Pour preuve : « Comme on est très généreux tous les deux, on s'offre des cadeaux quand on en a envie. Quand je vois des fringues, je lui achète. À sa taille, bien sûr ! » raconte, hilare, le plus
grand des deux (1,90 m contre 1, 72m) ». « Je suis aussi son sommelier attitré », ajoute encore Michaël Llodra, amateur de bonnes bouteilles comme son ami.
Clément avec Gicquel
Chacun porte évidemment un oeil avisé sur la carrière de l'autre. « Arnaud a encore de belles années devant lui et je souhaite que ses ennuis physiques soient derrière lui » espère Llodra. Arnaud
Clément est intarissable sur l'avenir de son cadet parisien : « Il m'a l'air très motivé et il peut aller encore plus haut. Il a une telle qualité de jeu qu'il peut battre, selon moi, n'importe
quel joueur. Il faut juste qu'il soit plus régulier sur une saison.

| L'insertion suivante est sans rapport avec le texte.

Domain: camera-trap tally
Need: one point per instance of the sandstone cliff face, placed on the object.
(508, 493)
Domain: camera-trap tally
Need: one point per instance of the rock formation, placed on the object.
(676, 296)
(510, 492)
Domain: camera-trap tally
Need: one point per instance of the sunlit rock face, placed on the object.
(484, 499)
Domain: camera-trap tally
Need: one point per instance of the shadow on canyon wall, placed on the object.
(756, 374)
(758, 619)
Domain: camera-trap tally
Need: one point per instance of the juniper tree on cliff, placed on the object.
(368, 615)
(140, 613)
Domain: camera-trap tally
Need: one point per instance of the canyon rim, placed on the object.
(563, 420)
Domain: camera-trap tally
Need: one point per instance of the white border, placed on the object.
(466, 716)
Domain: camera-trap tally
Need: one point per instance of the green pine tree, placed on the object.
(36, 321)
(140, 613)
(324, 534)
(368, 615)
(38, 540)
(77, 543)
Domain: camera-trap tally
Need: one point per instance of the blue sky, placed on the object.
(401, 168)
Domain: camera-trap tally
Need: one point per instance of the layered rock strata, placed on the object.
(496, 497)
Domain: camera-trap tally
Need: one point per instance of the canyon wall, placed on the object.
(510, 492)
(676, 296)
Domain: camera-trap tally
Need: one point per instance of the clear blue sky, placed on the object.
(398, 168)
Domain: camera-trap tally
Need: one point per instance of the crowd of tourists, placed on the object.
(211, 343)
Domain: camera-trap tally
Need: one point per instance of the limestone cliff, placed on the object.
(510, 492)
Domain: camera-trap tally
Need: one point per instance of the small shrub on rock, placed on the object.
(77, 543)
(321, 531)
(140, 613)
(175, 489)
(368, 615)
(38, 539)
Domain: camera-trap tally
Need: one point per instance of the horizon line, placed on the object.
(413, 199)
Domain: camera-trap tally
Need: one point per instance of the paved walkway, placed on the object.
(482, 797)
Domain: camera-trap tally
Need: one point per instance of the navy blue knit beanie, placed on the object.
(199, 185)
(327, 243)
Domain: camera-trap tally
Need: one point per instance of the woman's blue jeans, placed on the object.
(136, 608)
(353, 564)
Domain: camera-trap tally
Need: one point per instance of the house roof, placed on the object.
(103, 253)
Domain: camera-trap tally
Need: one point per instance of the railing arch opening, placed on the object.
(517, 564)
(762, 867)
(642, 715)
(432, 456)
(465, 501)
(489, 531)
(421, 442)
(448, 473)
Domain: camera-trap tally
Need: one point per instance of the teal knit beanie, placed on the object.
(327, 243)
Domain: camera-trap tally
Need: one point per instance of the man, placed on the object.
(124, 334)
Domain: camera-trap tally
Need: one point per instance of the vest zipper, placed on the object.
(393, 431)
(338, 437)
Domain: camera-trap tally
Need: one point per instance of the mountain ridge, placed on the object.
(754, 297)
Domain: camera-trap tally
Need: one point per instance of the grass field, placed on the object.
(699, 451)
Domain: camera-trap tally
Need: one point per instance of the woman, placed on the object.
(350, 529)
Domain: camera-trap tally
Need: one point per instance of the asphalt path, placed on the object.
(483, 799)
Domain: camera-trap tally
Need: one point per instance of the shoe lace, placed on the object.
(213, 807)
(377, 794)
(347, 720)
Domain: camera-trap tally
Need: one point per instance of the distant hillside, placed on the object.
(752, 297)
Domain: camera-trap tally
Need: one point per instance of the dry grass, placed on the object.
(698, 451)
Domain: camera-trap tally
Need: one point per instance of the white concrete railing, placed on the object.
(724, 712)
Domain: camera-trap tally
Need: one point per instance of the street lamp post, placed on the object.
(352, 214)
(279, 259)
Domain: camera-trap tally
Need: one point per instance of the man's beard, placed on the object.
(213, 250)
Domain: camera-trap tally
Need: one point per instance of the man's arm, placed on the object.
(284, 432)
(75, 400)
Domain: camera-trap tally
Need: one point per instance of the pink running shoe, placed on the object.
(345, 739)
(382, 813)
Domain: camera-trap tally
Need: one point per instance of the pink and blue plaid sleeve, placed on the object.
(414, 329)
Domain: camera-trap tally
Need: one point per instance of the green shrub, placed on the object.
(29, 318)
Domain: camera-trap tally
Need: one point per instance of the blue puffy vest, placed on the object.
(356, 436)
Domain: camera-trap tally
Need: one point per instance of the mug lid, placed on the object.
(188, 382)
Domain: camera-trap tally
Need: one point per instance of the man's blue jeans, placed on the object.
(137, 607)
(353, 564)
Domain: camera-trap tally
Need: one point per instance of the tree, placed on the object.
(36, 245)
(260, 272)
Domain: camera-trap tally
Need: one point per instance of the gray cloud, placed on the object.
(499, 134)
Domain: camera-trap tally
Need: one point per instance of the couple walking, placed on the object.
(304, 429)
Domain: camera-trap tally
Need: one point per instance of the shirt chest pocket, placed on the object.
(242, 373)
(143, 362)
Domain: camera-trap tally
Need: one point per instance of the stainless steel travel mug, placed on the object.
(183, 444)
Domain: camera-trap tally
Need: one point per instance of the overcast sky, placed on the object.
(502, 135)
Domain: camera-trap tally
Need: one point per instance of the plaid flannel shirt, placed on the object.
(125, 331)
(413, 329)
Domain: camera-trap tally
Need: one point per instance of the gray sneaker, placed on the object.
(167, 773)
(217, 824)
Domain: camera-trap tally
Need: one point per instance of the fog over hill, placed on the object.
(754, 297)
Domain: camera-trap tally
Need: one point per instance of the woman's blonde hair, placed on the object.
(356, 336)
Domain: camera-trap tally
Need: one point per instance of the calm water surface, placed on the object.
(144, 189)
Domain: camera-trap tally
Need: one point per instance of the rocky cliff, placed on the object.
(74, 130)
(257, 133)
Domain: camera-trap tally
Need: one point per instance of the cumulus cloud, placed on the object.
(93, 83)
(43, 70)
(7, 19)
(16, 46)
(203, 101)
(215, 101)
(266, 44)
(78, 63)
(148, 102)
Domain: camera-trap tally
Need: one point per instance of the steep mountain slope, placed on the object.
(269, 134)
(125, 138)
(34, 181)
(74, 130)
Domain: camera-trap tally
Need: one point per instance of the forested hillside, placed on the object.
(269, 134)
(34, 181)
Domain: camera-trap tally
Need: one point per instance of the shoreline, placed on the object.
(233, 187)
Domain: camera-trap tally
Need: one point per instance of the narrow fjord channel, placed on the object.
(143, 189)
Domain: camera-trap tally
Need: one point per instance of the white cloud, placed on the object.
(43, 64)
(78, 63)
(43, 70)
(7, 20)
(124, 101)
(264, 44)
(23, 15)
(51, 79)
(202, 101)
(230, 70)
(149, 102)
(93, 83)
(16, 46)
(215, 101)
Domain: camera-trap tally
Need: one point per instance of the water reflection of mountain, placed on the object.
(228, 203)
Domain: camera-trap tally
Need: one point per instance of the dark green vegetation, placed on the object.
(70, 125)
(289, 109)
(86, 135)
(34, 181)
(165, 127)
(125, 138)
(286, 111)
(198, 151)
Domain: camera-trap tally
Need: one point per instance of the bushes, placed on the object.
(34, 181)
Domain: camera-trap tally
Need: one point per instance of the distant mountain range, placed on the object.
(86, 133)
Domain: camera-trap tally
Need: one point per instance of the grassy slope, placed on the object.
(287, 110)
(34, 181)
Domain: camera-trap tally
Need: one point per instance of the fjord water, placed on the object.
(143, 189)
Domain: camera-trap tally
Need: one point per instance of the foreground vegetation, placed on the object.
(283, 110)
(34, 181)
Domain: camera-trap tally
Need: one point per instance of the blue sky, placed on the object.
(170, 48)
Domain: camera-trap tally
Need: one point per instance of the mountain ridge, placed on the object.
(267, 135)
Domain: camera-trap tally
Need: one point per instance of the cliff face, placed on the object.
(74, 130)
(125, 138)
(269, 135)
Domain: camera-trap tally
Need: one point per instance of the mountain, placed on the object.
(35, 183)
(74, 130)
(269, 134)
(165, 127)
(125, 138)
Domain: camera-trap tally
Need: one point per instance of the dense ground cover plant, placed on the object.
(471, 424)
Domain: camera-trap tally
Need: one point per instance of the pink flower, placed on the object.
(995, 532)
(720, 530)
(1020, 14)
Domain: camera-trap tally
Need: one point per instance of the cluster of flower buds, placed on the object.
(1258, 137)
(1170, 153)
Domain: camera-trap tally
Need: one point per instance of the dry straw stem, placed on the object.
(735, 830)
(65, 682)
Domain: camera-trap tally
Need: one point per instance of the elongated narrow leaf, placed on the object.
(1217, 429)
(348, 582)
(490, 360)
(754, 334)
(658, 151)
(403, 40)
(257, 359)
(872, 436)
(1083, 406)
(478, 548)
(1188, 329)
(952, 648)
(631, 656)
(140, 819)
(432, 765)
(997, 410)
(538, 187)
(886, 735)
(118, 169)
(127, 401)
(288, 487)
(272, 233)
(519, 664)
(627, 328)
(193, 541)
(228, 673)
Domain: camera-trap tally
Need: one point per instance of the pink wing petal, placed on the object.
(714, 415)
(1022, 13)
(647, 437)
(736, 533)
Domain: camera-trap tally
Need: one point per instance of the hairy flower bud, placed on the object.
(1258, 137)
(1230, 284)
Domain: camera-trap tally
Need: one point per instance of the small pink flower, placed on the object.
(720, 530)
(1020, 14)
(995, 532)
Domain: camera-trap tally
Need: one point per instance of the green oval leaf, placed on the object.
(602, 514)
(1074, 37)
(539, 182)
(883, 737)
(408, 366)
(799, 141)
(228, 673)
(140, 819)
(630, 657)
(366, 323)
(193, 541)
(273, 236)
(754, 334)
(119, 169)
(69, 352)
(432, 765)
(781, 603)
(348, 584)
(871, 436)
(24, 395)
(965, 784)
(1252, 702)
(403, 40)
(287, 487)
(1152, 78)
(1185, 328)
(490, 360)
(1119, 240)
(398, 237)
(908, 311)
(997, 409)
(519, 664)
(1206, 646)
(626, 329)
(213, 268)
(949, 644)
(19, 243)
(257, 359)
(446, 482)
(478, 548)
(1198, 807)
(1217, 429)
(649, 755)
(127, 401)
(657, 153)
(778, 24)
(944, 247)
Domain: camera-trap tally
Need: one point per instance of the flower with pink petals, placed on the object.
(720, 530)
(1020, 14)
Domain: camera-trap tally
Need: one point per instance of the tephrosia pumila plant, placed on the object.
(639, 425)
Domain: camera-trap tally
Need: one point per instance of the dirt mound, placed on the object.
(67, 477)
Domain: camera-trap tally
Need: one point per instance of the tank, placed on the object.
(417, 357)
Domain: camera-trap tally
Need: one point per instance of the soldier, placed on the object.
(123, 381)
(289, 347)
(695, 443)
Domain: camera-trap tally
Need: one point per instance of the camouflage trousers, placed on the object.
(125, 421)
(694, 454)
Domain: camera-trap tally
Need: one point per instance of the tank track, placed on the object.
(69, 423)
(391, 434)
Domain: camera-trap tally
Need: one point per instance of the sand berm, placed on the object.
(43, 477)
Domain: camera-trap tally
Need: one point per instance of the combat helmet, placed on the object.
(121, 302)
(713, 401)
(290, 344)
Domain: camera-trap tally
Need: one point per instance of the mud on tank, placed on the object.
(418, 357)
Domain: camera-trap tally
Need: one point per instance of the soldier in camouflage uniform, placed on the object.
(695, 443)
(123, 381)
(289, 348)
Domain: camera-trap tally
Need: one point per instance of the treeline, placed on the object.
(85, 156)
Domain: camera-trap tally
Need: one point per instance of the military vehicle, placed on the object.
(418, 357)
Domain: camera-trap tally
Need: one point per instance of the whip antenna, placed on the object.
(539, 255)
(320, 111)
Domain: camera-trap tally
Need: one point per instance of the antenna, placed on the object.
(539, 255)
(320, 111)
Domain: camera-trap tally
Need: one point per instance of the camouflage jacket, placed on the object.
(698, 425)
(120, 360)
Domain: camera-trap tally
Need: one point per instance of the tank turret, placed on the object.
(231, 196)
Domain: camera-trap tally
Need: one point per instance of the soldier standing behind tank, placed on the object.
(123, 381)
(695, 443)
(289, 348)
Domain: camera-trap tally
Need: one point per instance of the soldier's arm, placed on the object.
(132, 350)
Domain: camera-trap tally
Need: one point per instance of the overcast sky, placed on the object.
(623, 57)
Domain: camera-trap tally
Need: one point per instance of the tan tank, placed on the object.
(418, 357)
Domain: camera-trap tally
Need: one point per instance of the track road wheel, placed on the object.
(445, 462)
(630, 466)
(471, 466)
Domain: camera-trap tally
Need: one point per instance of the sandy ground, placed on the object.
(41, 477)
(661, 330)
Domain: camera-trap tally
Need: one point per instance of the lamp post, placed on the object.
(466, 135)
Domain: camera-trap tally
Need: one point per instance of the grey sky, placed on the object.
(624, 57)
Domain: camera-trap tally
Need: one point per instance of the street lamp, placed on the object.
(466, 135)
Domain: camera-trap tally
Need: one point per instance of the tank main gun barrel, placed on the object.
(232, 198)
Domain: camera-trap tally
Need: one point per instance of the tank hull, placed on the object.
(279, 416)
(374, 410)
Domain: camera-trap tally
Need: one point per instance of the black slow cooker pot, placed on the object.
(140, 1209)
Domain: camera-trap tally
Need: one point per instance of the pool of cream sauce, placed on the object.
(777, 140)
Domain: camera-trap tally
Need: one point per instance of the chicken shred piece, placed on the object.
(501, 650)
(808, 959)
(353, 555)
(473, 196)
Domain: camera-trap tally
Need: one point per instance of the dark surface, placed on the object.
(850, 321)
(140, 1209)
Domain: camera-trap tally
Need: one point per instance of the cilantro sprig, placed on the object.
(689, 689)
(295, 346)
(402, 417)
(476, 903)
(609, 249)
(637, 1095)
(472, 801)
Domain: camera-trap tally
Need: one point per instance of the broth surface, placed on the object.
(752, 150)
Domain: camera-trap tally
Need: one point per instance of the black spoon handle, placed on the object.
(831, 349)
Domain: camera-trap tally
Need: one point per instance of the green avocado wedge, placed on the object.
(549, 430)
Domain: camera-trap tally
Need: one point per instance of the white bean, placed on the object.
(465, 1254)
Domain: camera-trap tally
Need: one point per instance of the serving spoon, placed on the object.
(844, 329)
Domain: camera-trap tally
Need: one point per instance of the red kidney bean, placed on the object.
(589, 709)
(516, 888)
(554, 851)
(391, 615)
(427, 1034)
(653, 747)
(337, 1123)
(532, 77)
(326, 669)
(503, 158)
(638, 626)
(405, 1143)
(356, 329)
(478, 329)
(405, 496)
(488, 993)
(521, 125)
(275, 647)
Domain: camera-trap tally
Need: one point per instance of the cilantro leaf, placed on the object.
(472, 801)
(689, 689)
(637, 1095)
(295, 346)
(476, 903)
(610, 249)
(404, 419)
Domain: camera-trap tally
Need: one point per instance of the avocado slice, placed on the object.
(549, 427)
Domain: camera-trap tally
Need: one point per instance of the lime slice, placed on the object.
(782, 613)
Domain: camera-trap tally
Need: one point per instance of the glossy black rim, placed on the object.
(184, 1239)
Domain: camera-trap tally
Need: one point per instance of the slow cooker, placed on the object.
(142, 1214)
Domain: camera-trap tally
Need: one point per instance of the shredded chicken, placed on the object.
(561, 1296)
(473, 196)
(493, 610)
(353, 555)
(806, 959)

Depuis deux ans, il s'entraîne beaucoup mieux ».
En effet, Llodra, l'homme du double, a décidé de faire l'impasse à l'Open d'Australie pour mieux se concentrer sur le simple. « Je l'ai déjà gagné deux fois (NDRL, en 2003, 2004 avec Santoro) ».
Orphelin, Clément s'alignera donc avec un autre copain, Marc Gicquel. Une pause pour mieux se retrouver plus tard dans la saison...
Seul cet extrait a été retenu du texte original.